Auditing: Introduction, Scope, Explanation


Auditing in the ordinary sense means the official examination of accounts. It is checking of the accounts of the business for a particular purpose.

Auditing is the checking of the transactions of the business with its books of accounts and evidences with a view to find out the arithmetical accuracy of the accounts, the correctness and truthfulness of the transactions recorded in the books and of their results thereon.

Auditing is the systematic and independent examination of data, statements, records, operations and performances (financial or otherwise) for a stated purpose.

Introduction to Auditing

The word ‘audit’ is derived from the Latin word audire, which means to hear. In the early civilization. The method of accounting was so crude and the number of transaction recorded were so small. Whenever the owner of a concern suspected fraud, certain people were appointed to hear verbal evidence of barter transactions etc, and to judge the facts. In fact they would conduct an oral examination. The persons so appointed to examine the accounts came be to known as auditor.

The current status of auditing as a profession has emerged out of evolutionary process. Auditing in a simple form developed with the organised system of accounting. Auditing as a system of check upon persons, who in the course of their work had to handle receipts and payments of money belonging to others was practiced even in the ancient time.

However accounting on a systematical basis has been traced to fifteenth century. In 1494, the publication by an Italian Mathematician Luca Pacioli of the principles of Double Entry Book-keeping led to the beginning of a systematic accounting and recording business transactions. He also defined for the first time the duties and responsibilities of an auditor in detail. Since then the duties and responsibilities of an auditor have increased enormously.

Some important definitions by different authors:


“Such an examination of the books of accounts and voucher of a business, as will enable the auditor to satisfy himself that the balance sheet is properly drawn up, so as to give a true and fair view of the state of the affairs of the business, and whether the profit and loss account gives a true and fair view of profit or loss for the financial period, according to the best of his information and the explanations given to him and as shown by the books: and if not, in what respect he is not satisfied”.


“Auditing is an examination of accounting records undertaken with a view to establishing whether they correctly and completely reflect the transactions to which they relate.”


“A critical examination of books, documents and records so that the auditor may report his opinion as to whether the balance sheet gives a true and fair view of the state of affairs at balance sheet date and whether the profit and loss account gives a true and fair view of the results for the period it covers”.


“Auditing is a systematic examination of the books and records of a business or other organization, in order to ascertain or verify and to report upon the facts regarding its financial operation and the results thereof.

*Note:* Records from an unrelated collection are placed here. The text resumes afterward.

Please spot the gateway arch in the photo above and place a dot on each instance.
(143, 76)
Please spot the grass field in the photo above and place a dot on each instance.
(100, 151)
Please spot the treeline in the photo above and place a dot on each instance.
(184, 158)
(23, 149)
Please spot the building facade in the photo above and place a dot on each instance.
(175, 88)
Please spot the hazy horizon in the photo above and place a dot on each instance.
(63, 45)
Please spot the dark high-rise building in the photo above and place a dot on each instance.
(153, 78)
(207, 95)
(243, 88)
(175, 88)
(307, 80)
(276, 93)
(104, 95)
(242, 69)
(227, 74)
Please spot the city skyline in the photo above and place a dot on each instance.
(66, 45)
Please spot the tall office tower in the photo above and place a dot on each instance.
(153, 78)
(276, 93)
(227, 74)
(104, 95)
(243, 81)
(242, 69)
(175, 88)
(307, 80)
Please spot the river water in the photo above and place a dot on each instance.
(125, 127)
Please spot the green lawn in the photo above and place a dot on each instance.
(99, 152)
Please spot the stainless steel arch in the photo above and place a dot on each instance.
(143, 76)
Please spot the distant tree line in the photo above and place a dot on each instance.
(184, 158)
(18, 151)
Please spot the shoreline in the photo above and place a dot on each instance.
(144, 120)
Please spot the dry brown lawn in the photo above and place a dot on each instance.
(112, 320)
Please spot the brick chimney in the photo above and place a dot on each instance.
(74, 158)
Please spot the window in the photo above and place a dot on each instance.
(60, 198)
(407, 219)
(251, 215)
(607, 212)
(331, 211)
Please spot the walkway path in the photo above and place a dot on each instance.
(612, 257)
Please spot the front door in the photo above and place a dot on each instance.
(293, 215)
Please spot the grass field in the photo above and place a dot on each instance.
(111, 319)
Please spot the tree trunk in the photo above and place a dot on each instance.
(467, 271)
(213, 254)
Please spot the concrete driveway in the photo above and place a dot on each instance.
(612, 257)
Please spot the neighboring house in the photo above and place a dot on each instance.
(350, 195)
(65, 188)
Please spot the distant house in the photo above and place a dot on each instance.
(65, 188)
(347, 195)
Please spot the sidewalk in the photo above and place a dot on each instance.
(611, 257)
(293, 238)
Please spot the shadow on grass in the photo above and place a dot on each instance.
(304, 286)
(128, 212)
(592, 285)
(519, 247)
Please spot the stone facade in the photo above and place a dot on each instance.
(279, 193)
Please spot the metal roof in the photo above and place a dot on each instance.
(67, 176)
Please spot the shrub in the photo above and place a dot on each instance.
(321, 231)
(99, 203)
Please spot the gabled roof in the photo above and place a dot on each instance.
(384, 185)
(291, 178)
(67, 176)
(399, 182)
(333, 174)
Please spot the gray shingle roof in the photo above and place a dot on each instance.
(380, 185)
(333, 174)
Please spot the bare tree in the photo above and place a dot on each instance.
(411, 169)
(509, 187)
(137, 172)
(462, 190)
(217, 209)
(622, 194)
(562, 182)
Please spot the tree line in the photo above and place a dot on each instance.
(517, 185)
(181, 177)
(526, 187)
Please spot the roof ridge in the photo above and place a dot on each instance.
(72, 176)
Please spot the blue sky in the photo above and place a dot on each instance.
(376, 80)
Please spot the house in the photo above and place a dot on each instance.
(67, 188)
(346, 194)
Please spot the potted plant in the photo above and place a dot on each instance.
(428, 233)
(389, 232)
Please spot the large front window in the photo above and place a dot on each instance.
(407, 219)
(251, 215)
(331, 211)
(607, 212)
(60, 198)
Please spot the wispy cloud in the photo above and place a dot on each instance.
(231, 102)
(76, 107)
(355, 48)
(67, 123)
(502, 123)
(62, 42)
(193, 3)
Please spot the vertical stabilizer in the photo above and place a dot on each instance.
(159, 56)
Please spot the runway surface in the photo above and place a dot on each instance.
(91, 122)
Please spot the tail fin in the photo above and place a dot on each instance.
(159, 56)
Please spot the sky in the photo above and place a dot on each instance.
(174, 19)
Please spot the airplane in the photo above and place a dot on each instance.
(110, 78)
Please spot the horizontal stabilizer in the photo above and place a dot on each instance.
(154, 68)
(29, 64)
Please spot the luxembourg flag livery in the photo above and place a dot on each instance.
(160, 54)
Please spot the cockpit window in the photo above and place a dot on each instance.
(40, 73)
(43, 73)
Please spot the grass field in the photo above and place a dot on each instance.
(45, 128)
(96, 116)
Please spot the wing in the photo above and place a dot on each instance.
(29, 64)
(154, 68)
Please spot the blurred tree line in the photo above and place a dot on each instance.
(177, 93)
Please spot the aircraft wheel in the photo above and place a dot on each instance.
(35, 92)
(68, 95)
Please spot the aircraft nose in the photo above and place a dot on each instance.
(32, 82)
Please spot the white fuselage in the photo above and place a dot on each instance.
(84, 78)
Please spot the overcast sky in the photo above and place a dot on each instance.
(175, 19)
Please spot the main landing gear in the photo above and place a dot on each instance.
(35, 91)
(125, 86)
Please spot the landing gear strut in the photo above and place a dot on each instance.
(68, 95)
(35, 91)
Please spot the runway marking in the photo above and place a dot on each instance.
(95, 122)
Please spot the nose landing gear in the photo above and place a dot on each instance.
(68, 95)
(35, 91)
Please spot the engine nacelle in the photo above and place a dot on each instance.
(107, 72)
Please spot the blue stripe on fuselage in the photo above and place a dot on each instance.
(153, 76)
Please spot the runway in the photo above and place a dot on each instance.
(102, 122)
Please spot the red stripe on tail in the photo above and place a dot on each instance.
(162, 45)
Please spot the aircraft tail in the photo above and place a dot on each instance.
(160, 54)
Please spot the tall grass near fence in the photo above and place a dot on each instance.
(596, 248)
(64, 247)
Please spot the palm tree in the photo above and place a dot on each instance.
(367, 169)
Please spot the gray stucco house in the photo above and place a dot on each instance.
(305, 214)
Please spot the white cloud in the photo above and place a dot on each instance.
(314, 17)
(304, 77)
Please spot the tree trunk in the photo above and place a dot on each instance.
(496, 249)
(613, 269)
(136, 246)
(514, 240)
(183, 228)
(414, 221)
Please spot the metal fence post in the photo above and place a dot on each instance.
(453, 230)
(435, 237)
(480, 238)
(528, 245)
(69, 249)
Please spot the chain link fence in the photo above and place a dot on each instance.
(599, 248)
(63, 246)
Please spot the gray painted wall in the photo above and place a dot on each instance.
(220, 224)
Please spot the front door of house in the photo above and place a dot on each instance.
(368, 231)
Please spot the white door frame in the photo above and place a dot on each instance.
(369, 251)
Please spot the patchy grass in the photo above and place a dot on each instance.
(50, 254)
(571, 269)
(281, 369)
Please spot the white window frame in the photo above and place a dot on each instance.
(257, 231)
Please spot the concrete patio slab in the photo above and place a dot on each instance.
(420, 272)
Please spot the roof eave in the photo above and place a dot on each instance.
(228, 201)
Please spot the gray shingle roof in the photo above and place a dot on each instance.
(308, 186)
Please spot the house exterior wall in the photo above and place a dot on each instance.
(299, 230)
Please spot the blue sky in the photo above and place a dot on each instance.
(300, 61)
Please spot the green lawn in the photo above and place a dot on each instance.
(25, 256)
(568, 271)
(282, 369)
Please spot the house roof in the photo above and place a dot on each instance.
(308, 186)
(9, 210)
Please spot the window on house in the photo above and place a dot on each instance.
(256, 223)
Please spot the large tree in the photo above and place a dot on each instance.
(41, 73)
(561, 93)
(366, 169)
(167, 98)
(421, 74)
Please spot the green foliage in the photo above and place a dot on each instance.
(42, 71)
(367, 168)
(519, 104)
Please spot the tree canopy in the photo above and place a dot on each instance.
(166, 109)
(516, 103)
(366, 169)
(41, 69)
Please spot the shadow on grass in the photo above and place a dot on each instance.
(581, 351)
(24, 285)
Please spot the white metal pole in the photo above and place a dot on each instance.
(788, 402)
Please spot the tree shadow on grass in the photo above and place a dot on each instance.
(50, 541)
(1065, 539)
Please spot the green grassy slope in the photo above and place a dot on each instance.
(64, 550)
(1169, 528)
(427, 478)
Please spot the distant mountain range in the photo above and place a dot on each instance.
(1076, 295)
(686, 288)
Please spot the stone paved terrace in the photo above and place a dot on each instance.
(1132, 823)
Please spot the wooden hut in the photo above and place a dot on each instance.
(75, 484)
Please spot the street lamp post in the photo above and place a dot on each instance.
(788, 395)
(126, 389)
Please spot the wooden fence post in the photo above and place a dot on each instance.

“An audit is an examination of financial information of an entity, whether profit oriented or not and irrespective to its size or legal form, when such an examination is conducted with a view to expressing an opinion thereon.”


An analysis of the various definitions reveals that an audit means and includes the following:

  1. Critical review of book-keeping system:

A critical review of the system of bookkeeping accounting and internal control and its design and operations in a business enterprise to ascertain its adequacy and appropriateness to the enterprise.

  1. Agreement of financial statement with record:

A comparison of Profit and Loss Account and Balance Sheet with the underlying record to ensure that they are in agreement therewith.

  1. True and fair view:

Verification of results shown by the profit and loss account and the state of affairs disclosed by the balance sheet.

  1. Compliance with the company ordinance:

Confirmation as to the compliance with the statutory requirement relevant to joint stock companies.

  1. Expert opinion:

Finally expression of opinion by the auditor by way of report to the chents stating whether in his opinion the accounts presents a true and fair view or not.


From the above detail it is clear that audit is systematic and scientific examination of the books of accounts of a business. It is not merely a comparison of Balance Sheet and accounts with the books in order to see that they agree therewith The auditor has to do much more. He has to satisfy himself that;

  • The transactions entered in the books of original entry are Correct.
  • The general accepted principles of accountancy have been followed in recording the transactions.

In order to satisfy himself about the above the auditor examines the following:

(a) Internal documentary evidence, ie, records, vouchers books of accounts etc. To assess the quality of internal evidence he should also test the various systems of control.

(b) External evidences e.g. confirmation balances from debtors and creditors physical count and survey, seeking independent expert opinion regarding technical matter etc.

In brief auditing involves testing the reliability competency and adequacy of evidence in support of monetary transaction.